I can't keep my 3 kids clean, so I stopped trying

Maybe the dirt is coming from the inside.

ByABC News
June 13, 2017, 2:57 PM
An undated stock image of a child playing in the mud.
An undated stock image of a child playing in the mud.
PeopleImages/Getty Images

— -- Editor's note: This article originally appeared on Babble.com. It has been printed here with permission. The Walt Disney Company is the parent company of both ABC News and Babble.)

The truth is, sometimes I think maybe the dirt is coming from the inside.

Like, it’s seeping out of their pores. Like, maybe they sweat actual mud. Try as I might, people, I cannot keep my three kids clean. It’s nothing new; parents have been battling backyard dirt under the fingernails and Fudgsicle war paint since forever. In the moment though, when I’m the parent in charge and I’m staring wide-eyed at my 3-year-old son Charlie, heavily gilded with a thick veneer of the great outdoors and his own lunch, I tend to feel so defeated by it all.

And then I get to wondering: maybe this is how kids are supposed to be? Twigs, leaves, dead bugs, grass, sand, mud, Cheetos. Through the years I’ve found them all in my kids’ hair at various times. It used to drive me nuts, too. How did you get a bit of broken clam shell attached to your scalp with pancake syrup? We live five hours from the nearest beach! I’d feel guilty, like I wasn’t doing it right. Then again, what is it? What, as parents, are we supposed to be doing when it comes to keeping our spawn freshly scrubbed?

Are we supposed to give them a bath every day? And if we are, isn’t that sort of pointless in the grand scheme of things? I mean, the way I see it, if you bathe a young kid at night, you’ve got 12-14 hours of clean time coming your way (at best). And most of that will be slept through. You can’t enjoy it or whatever. You can’t gloat in the glisten of your toddler’s fleeting shine.

Plus, that’s too much work, if I’m being honest. A bath a night for three kids would make me insane. By the time I’m done washing the dinner dishes I usually can’t even focus my eyes anymore. I’m so tired and hangry and over it. My kids could be covered in a layer of sheep poop and I probably wouldn’t even notice ... or care. And yet, I’m aware of the unwritten parameters that exist. I’m fully aware of the fact that my kids depend on me to keep them from looking like horrific little Halloween costumes.
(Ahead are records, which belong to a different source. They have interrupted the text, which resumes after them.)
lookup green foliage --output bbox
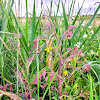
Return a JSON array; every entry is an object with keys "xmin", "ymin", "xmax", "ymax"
[{"xmin": 0, "ymin": 0, "xmax": 100, "ymax": 100}]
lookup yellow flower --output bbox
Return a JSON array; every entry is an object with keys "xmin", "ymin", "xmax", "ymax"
[
  {"xmin": 74, "ymin": 84, "xmax": 77, "ymax": 89},
  {"xmin": 99, "ymin": 45, "xmax": 100, "ymax": 50},
  {"xmin": 64, "ymin": 71, "xmax": 67, "ymax": 76},
  {"xmin": 44, "ymin": 47, "xmax": 52, "ymax": 52}
]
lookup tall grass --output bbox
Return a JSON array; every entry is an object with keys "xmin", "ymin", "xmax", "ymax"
[{"xmin": 0, "ymin": 0, "xmax": 100, "ymax": 100}]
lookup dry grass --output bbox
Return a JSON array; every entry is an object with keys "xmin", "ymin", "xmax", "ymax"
[{"xmin": 17, "ymin": 15, "xmax": 100, "ymax": 27}]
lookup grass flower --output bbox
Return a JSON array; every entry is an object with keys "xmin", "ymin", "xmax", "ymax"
[
  {"xmin": 90, "ymin": 50, "xmax": 94, "ymax": 54},
  {"xmin": 83, "ymin": 34, "xmax": 87, "ymax": 38},
  {"xmin": 91, "ymin": 30, "xmax": 94, "ymax": 34},
  {"xmin": 88, "ymin": 26, "xmax": 92, "ymax": 29},
  {"xmin": 83, "ymin": 64, "xmax": 91, "ymax": 72},
  {"xmin": 68, "ymin": 25, "xmax": 76, "ymax": 30},
  {"xmin": 81, "ymin": 24, "xmax": 85, "ymax": 26},
  {"xmin": 75, "ymin": 42, "xmax": 82, "ymax": 48},
  {"xmin": 71, "ymin": 17, "xmax": 75, "ymax": 20},
  {"xmin": 74, "ymin": 44, "xmax": 80, "ymax": 48},
  {"xmin": 77, "ymin": 42, "xmax": 81, "ymax": 45},
  {"xmin": 44, "ymin": 47, "xmax": 52, "ymax": 52},
  {"xmin": 82, "ymin": 45, "xmax": 84, "ymax": 48}
]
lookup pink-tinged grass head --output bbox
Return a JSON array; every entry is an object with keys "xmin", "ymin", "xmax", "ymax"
[
  {"xmin": 42, "ymin": 70, "xmax": 47, "ymax": 79},
  {"xmin": 68, "ymin": 25, "xmax": 76, "ymax": 30}
]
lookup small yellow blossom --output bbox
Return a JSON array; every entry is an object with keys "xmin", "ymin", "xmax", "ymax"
[
  {"xmin": 44, "ymin": 47, "xmax": 52, "ymax": 52},
  {"xmin": 99, "ymin": 45, "xmax": 100, "ymax": 50},
  {"xmin": 64, "ymin": 71, "xmax": 67, "ymax": 76},
  {"xmin": 74, "ymin": 84, "xmax": 77, "ymax": 89}
]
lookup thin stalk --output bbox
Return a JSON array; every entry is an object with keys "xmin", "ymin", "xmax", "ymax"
[
  {"xmin": 58, "ymin": 50, "xmax": 63, "ymax": 100},
  {"xmin": 47, "ymin": 69, "xmax": 51, "ymax": 100},
  {"xmin": 31, "ymin": 0, "xmax": 35, "ymax": 47},
  {"xmin": 99, "ymin": 75, "xmax": 100, "ymax": 100},
  {"xmin": 89, "ymin": 73, "xmax": 93, "ymax": 100},
  {"xmin": 42, "ymin": 71, "xmax": 58, "ymax": 100},
  {"xmin": 58, "ymin": 64, "xmax": 62, "ymax": 98},
  {"xmin": 0, "ymin": 31, "xmax": 14, "ymax": 34},
  {"xmin": 99, "ymin": 85, "xmax": 100, "ymax": 100},
  {"xmin": 37, "ymin": 33, "xmax": 39, "ymax": 100},
  {"xmin": 0, "ymin": 0, "xmax": 8, "ymax": 86},
  {"xmin": 0, "ymin": 54, "xmax": 5, "ymax": 85},
  {"xmin": 17, "ymin": 24, "xmax": 19, "ymax": 100},
  {"xmin": 26, "ymin": 0, "xmax": 28, "ymax": 42},
  {"xmin": 19, "ymin": 52, "xmax": 28, "ymax": 76},
  {"xmin": 19, "ymin": 51, "xmax": 32, "ymax": 99}
]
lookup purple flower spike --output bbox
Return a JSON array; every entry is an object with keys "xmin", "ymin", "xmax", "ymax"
[
  {"xmin": 68, "ymin": 25, "xmax": 76, "ymax": 30},
  {"xmin": 83, "ymin": 64, "xmax": 91, "ymax": 72},
  {"xmin": 42, "ymin": 70, "xmax": 47, "ymax": 79},
  {"xmin": 68, "ymin": 36, "xmax": 71, "ymax": 40},
  {"xmin": 45, "ymin": 23, "xmax": 51, "ymax": 29},
  {"xmin": 33, "ymin": 77, "xmax": 37, "ymax": 85}
]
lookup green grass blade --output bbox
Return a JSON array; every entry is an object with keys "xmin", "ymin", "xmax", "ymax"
[
  {"xmin": 0, "ymin": 31, "xmax": 14, "ymax": 34},
  {"xmin": 49, "ymin": 0, "xmax": 53, "ymax": 17},
  {"xmin": 72, "ymin": 0, "xmax": 85, "ymax": 25},
  {"xmin": 26, "ymin": 0, "xmax": 28, "ymax": 42},
  {"xmin": 68, "ymin": 0, "xmax": 75, "ymax": 20},
  {"xmin": 0, "ymin": 2, "xmax": 8, "ymax": 85},
  {"xmin": 37, "ymin": 30, "xmax": 39, "ymax": 100},
  {"xmin": 62, "ymin": 1, "xmax": 68, "ymax": 30},
  {"xmin": 89, "ymin": 74, "xmax": 93, "ymax": 100},
  {"xmin": 35, "ymin": 13, "xmax": 42, "ymax": 32},
  {"xmin": 9, "ymin": 0, "xmax": 14, "ymax": 15},
  {"xmin": 7, "ymin": 0, "xmax": 11, "ymax": 10},
  {"xmin": 99, "ymin": 69, "xmax": 100, "ymax": 100},
  {"xmin": 17, "ymin": 24, "xmax": 19, "ymax": 100},
  {"xmin": 68, "ymin": 0, "xmax": 73, "ymax": 19},
  {"xmin": 42, "ymin": 71, "xmax": 58, "ymax": 100},
  {"xmin": 94, "ymin": 85, "xmax": 98, "ymax": 100},
  {"xmin": 91, "ymin": 66, "xmax": 99, "ymax": 81},
  {"xmin": 11, "ymin": 8, "xmax": 29, "ymax": 56},
  {"xmin": 71, "ymin": 17, "xmax": 85, "ymax": 43},
  {"xmin": 0, "ymin": 52, "xmax": 4, "ymax": 85},
  {"xmin": 29, "ymin": 12, "xmax": 42, "ymax": 50},
  {"xmin": 54, "ymin": 0, "xmax": 60, "ymax": 33},
  {"xmin": 56, "ymin": 0, "xmax": 60, "ymax": 16},
  {"xmin": 70, "ymin": 0, "xmax": 75, "ymax": 17},
  {"xmin": 99, "ymin": 84, "xmax": 100, "ymax": 100},
  {"xmin": 68, "ymin": 73, "xmax": 82, "ymax": 96},
  {"xmin": 31, "ymin": 0, "xmax": 36, "ymax": 47}
]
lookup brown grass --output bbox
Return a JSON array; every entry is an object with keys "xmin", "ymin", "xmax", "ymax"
[{"xmin": 17, "ymin": 15, "xmax": 100, "ymax": 27}]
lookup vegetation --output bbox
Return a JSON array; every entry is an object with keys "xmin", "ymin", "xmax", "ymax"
[{"xmin": 0, "ymin": 0, "xmax": 100, "ymax": 100}]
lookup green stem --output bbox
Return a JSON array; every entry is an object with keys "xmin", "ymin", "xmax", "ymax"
[
  {"xmin": 99, "ymin": 85, "xmax": 100, "ymax": 100},
  {"xmin": 26, "ymin": 0, "xmax": 28, "ymax": 42},
  {"xmin": 47, "ymin": 69, "xmax": 51, "ymax": 100},
  {"xmin": 0, "ymin": 53, "xmax": 5, "ymax": 85},
  {"xmin": 37, "ymin": 34, "xmax": 39, "ymax": 100},
  {"xmin": 17, "ymin": 22, "xmax": 19, "ymax": 100}
]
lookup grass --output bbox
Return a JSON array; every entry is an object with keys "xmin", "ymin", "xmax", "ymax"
[
  {"xmin": 0, "ymin": 0, "xmax": 100, "ymax": 100},
  {"xmin": 18, "ymin": 15, "xmax": 100, "ymax": 26}
]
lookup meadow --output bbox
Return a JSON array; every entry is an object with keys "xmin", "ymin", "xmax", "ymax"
[{"xmin": 0, "ymin": 0, "xmax": 100, "ymax": 100}]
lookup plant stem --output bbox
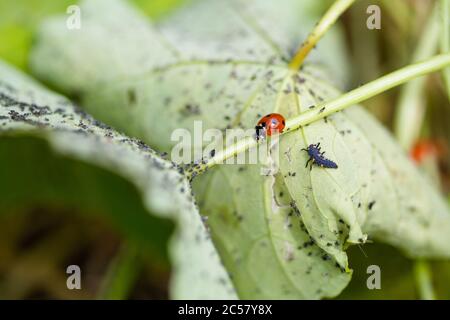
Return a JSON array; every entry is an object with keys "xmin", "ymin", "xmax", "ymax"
[
  {"xmin": 193, "ymin": 54, "xmax": 450, "ymax": 176},
  {"xmin": 394, "ymin": 4, "xmax": 439, "ymax": 150},
  {"xmin": 413, "ymin": 260, "xmax": 436, "ymax": 300},
  {"xmin": 288, "ymin": 0, "xmax": 355, "ymax": 71},
  {"xmin": 441, "ymin": 0, "xmax": 450, "ymax": 98},
  {"xmin": 97, "ymin": 244, "xmax": 140, "ymax": 300},
  {"xmin": 286, "ymin": 54, "xmax": 450, "ymax": 130}
]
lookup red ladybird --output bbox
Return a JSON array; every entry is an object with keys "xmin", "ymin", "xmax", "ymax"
[
  {"xmin": 255, "ymin": 113, "xmax": 286, "ymax": 141},
  {"xmin": 410, "ymin": 139, "xmax": 442, "ymax": 164}
]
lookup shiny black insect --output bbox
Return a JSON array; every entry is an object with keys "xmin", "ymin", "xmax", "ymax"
[{"xmin": 301, "ymin": 143, "xmax": 338, "ymax": 169}]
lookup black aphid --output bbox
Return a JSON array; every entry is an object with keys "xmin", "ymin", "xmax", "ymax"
[{"xmin": 301, "ymin": 142, "xmax": 338, "ymax": 169}]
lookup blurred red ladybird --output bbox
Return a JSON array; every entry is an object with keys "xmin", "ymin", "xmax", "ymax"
[{"xmin": 410, "ymin": 140, "xmax": 440, "ymax": 164}]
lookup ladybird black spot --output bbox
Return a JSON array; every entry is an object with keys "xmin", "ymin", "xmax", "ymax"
[{"xmin": 368, "ymin": 201, "xmax": 376, "ymax": 210}]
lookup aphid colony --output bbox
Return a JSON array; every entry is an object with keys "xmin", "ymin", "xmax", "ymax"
[{"xmin": 255, "ymin": 113, "xmax": 338, "ymax": 169}]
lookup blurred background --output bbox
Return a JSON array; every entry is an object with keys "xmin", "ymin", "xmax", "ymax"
[{"xmin": 0, "ymin": 0, "xmax": 449, "ymax": 299}]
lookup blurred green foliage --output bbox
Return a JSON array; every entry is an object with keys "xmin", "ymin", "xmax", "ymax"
[
  {"xmin": 0, "ymin": 0, "xmax": 187, "ymax": 70},
  {"xmin": 0, "ymin": 136, "xmax": 173, "ymax": 298}
]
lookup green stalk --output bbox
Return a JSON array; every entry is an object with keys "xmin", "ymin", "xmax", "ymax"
[
  {"xmin": 288, "ymin": 0, "xmax": 355, "ymax": 70},
  {"xmin": 441, "ymin": 0, "xmax": 450, "ymax": 99},
  {"xmin": 97, "ymin": 244, "xmax": 140, "ymax": 300},
  {"xmin": 394, "ymin": 6, "xmax": 440, "ymax": 150},
  {"xmin": 286, "ymin": 55, "xmax": 450, "ymax": 131},
  {"xmin": 413, "ymin": 260, "xmax": 436, "ymax": 300}
]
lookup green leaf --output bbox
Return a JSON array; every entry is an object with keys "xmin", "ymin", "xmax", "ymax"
[
  {"xmin": 29, "ymin": 0, "xmax": 450, "ymax": 299},
  {"xmin": 0, "ymin": 60, "xmax": 236, "ymax": 299}
]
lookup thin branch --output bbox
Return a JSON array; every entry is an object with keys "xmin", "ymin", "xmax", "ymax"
[
  {"xmin": 97, "ymin": 244, "xmax": 140, "ymax": 300},
  {"xmin": 394, "ymin": 5, "xmax": 440, "ymax": 150},
  {"xmin": 288, "ymin": 0, "xmax": 355, "ymax": 71},
  {"xmin": 441, "ymin": 0, "xmax": 450, "ymax": 98}
]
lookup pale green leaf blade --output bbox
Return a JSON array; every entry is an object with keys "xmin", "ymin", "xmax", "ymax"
[{"xmin": 198, "ymin": 165, "xmax": 351, "ymax": 299}]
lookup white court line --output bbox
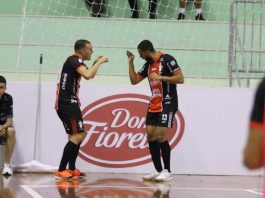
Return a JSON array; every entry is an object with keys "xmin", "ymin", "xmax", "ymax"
[
  {"xmin": 244, "ymin": 189, "xmax": 264, "ymax": 196},
  {"xmin": 20, "ymin": 185, "xmax": 43, "ymax": 198},
  {"xmin": 26, "ymin": 184, "xmax": 262, "ymax": 192},
  {"xmin": 21, "ymin": 184, "xmax": 264, "ymax": 197}
]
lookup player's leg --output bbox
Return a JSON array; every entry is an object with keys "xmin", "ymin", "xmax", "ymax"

A balance, then. I have to find it. We all do. Balance is always the tricky part and the one where we need to tune out the outside world. Mommy and daddy blogs, know-it-all Facebookers, your mother-in-law, the perfect parents of Instagram whose impeccably decked-out tykes glow the glow of what most certainly must be nonstop bathing from dusk till dawn. Damn near every voice in the proverbial parenting wilderness is an expert on how frequently a child needs to be drenched in suds in order to maintain their “clean and innocent” youth. Otherwise, they might be deemed grubby by the ever-judging masses.

Who cares though, you know? Think about it. Kids, by their very nature, are gross. They exist, quite happily I might add, in a parallel (and better) universe than ours where scarf snot is high fashion and grass stains are nothing short of solid living that you have earned.

I guess what I’m saying is that it all got to be too much and I think that’s okay. Parenting is hard work. Why make it harder when it’s enough just to give a kid a baby wipe bath and a kiss on the mustard-stained head sometimes? We need to relax. The dirt, the grit, the Dorito dust behind the lobe of the second-grade ear, it’s poetry in a way. Our kids are sporting the wearable poem of their youth when they come in from the yard.

We need to wash it off eventually, but maybe we need to dig it a little more before we do. Summertime is here now. The days are longer and the world is open for business if you’re a kid with access to a playground or a yard or even a patch of concrete and a stub of colored chalk. Before long it’ll all be washed away anyhow, and we’ll be missing it.

Heck, I already am.

My Violet is 8 and she takes her own showers these days. She’s all about privacy and closing the door and blah, blah, blah, and I get it, but it makes me sad. I can’t lie. I miss all three of my kids in the tub at once. Not every night, not even every other night. But every couple of nights we had our bath night. Tired dad, I was, always dodging the splashes and dumping shampoo in wee eyes despite my best efforts not to. Violet has graduated from those times and Henry, 6, is right behind her. I try and talk him into bath night with his brother, but I can tell he’s on the fence. I understand. I can’t stop time —- none of us can. It sucks. It’s wonderful. And it’s confusing as hell.

My point is, let’s try and soak in all the baths when they happen.

And try and smile at all the filth just as much.

Clean, dirty, it doesn’t matter all that much. We’ll probably remember the purple popsicle lips smiling at us as much as anything ... maybe even more. I used to hustle to wipe away the sticky and the dirt. But not anymore. I’m letting it hang out a little longer on their faces. It’s part of who they are right now.

So, I guess it’s part of who I am right now, too.